Data Update 1 for 2024: The data speaks, but what does it say?

In January 1993, I was valuing a retail company and needed to determine a reasonable margin for a firm in the retail sector. To find an answer, I turned to Value Line, one of the pioneers in the investment data business, to calculate an industry average using company-specific data. The results were enlightening, revealing the distribution of margins and how understanding high, low, and typical values could enhance the valuation process. At that time, such information was scarce.

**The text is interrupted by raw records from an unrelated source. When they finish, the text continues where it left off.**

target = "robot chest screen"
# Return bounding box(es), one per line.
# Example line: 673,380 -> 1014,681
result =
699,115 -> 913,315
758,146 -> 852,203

That year, I calculated industry-level statistics for five key variables frequently used in my valuations. Realizing there was no reason to keep these insights private, especially since I had no intention of becoming a data service, I shared them with my students. As the internet grew in prominence, I began sharing this data more broadly through my website.

Over the years, this practice has evolved into an annual ritual. With the increase in accessible data and more advanced analysis tools, those initial five variables have expanded to over two hundred, now encompassing all publicly traded companies worldwide, beyond the US stocks initially covered by Value Line. This wider scope has attracted more users than I ever anticipated.

While I still do not wish to become a data service, I recognize the importance of transparency in my data analysis processes. For the past decade, I have dedicated much of January to examining what the data reveals and obscures about the recent year's investment, financing, and dividend decisions made by companies.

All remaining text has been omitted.